Amateur athletics belongs in college, but professional athletics does not. Amateur athletics contributes a great deal to higher education. It encourages students to maintain physical fitness, and, as the ancient Romans recognized, a sound mind depends on a sound body. Competition encourages self-discipline and pride in achievement, and team sports teach loyalty and service. Amateur athletics offers value for the spectators as well, helping to build a trans-generational community, binding together students and alumni, and providing models of the disinterested pursuit of excellence.

Professional athletics, in contrast, threatens to corrupt the college experience. It encourages a venal and mercenary attitude, and it subverts the pursuit of a well-balanced life embracing a variety of values. It reinforces the cynical idea that the pursuit of wealth is the only rational goal in life, and it fosters self-centeredness and narcissism.

American colleges and universities give lip service to the amateur ideal, but their practice falls far short. I’m not just talking about the many ways in which successful programs seek to circumvent the rules and compensate their “student-athletes.” I want to focus our attention instead on the blatant and open transgression of amateurism that is the norm: namely, the egregious system of richly paying coaches and other sports professionals. If college athletics was truly suffused with the amateur spirit, this would apply equally to coaches, trainers, and other off-field assistants. They too should be unpaid volunteers, recruited from faculty, staff, and alumni, offering their time and energies for the love of the college and the value of athletic competition, and not for personal wealth. 

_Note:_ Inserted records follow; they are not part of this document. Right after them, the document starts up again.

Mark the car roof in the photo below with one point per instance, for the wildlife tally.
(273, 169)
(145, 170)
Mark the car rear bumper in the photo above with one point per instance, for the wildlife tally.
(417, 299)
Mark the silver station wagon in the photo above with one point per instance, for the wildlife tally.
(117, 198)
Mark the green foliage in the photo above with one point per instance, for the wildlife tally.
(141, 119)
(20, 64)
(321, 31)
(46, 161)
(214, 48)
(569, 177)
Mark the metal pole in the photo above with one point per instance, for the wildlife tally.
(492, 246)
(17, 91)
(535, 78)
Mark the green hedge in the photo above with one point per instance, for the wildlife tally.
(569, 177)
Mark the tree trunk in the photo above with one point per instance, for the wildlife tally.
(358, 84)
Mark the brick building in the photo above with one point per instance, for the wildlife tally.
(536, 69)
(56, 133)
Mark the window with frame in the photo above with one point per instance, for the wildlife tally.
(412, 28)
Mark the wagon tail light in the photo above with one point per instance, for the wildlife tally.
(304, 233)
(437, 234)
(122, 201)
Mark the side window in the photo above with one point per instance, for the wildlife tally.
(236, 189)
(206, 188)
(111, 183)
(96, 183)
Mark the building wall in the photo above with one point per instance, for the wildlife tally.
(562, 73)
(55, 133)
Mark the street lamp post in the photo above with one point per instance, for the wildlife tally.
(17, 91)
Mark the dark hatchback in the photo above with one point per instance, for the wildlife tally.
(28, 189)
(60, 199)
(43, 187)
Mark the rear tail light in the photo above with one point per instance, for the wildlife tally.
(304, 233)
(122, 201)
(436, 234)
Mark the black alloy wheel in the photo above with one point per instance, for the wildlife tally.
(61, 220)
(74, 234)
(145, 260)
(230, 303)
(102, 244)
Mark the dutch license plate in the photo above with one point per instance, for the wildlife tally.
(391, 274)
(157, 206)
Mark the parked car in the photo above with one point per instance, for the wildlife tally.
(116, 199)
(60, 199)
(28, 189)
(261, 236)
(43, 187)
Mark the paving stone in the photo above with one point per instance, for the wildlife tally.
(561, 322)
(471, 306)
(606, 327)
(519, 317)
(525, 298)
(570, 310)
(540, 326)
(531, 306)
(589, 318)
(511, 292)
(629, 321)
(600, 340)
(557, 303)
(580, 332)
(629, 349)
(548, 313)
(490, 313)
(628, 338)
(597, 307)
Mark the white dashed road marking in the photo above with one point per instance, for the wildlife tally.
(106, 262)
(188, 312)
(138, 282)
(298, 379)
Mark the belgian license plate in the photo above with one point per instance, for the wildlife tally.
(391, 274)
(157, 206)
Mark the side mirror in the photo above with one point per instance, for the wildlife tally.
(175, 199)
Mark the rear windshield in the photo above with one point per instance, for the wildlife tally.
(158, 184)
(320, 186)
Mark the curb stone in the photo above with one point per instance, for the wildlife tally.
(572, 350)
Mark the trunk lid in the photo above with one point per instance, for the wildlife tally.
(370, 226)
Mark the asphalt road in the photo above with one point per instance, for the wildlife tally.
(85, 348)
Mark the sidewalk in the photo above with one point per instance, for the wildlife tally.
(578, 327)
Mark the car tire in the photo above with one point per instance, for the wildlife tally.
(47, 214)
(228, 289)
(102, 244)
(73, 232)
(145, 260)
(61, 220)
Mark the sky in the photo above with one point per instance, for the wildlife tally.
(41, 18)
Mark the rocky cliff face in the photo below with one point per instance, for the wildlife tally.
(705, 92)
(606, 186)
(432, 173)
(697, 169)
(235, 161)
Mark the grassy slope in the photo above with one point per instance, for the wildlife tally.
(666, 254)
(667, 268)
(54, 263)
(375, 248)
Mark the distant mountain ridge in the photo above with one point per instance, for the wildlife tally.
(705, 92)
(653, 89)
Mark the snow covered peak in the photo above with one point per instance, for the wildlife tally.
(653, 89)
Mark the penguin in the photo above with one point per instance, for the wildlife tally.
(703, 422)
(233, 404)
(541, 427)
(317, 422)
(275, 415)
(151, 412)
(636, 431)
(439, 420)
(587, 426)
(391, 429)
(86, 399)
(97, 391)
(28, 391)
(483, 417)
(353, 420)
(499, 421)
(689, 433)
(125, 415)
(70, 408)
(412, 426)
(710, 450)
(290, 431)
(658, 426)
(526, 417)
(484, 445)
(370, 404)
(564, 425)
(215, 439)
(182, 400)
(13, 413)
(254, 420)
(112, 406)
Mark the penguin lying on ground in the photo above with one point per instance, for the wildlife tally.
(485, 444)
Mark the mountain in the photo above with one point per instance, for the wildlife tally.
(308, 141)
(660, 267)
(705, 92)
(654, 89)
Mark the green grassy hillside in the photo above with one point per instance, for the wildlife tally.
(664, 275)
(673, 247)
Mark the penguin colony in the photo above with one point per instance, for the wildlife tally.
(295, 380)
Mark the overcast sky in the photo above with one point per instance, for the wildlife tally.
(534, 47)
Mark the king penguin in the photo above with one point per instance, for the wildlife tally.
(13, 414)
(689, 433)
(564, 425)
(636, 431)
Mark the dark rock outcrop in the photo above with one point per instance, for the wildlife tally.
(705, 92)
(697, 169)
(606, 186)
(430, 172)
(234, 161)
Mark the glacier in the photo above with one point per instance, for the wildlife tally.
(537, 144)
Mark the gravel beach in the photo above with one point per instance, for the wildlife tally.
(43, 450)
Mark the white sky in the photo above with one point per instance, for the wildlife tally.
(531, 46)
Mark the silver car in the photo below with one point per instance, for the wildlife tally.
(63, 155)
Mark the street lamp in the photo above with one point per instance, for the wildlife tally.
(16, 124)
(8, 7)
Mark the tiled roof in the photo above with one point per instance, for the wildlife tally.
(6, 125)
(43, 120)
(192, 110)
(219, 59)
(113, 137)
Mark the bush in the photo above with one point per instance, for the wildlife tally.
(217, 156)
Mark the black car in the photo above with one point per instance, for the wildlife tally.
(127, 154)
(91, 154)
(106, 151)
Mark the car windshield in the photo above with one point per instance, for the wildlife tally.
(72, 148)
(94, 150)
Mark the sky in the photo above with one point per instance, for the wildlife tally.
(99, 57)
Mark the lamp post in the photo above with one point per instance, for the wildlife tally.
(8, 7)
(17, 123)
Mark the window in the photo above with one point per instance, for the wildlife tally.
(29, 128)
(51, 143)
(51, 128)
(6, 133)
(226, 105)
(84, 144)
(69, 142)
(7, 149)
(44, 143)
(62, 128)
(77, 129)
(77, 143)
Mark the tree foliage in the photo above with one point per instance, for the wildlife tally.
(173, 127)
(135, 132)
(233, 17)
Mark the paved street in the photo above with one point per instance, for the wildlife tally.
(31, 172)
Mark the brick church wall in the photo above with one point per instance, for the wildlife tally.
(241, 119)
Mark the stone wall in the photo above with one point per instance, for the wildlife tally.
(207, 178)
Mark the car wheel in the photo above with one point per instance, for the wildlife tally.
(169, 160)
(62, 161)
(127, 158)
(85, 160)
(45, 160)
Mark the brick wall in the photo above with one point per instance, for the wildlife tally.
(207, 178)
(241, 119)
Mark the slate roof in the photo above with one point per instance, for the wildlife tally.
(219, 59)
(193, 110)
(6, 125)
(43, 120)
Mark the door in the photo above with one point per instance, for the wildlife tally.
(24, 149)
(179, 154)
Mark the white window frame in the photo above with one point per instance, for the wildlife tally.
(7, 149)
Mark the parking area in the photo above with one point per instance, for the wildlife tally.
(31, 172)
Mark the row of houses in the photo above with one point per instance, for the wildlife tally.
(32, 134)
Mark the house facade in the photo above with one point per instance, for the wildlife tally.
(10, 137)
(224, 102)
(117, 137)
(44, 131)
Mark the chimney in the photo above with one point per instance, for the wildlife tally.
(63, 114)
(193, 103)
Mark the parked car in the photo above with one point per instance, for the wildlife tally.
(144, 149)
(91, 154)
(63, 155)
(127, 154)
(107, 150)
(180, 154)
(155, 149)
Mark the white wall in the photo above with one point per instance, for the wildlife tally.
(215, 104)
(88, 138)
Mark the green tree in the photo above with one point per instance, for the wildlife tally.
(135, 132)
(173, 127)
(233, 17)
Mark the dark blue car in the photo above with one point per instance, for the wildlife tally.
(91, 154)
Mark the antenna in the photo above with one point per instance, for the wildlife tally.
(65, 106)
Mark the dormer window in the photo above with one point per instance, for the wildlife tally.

As long as coaches and other support staff are paid, and athletes are unpaid, the inexorable laws of economics ensure that college athletics will evolve into a money-making enterprise, with 100% of the “profits” diverted into high salaries for coaches and program administrators. With a ban on higher wages for athletes, each college is driven to pay more and more for winning coaches, in order to maximize the return on ticket sales and television deals. Even alumni giving to the university is increasingly diverted from education to the enrichment of a few individuals. The result is the loss of hundreds of millions of dollars that otherwise might be funding scholarships, libraries, laboratories, and other essential facilities.

Professionally paid coaches, by their very existence, subvert all of the salutary messages of amateur athletics. They teach the overwhelming importance of the bottom line, of the superiority of winning over sportsmanship, of the promotion of self-interest over the spirit of service and community. It would be quite easy to reform this unethical travesty: simply require coaches, along with trainers, recruiters, athletics directors, and all their assistants, to be unpaid volunteers. If they hold faculty or staff positions in the university, their service to amateur athletics should be on their own time, outside their job descriptions, and uncompensated. This is a reform that could begin, unilaterally, on a single campus. The teams on such a campus might not win any national championships, but they would very visibly uphold the spirit of amateurism and shame other campuses into following suit.

The restoration of true amateurism would end the artificial separation of intercollegiate athletics from the rest of collegiate life. College athletes would have to share their practice and training facilities with the rest of the student body. With an end to professional recruiters, more of the athletes would be ordinary members of the student body, with ties to the academic life of the college. More students would have personal and scholastic relationships to athletics coaches, who would earn their living by teaching and advising non-athletes. All of this would actually increase the popularity and importance of intercollegiate athletics in the life of the college. And, not least, it would mean that nearly 100% of the money raised by ticket sales and television contracts would support the core mission of the institution.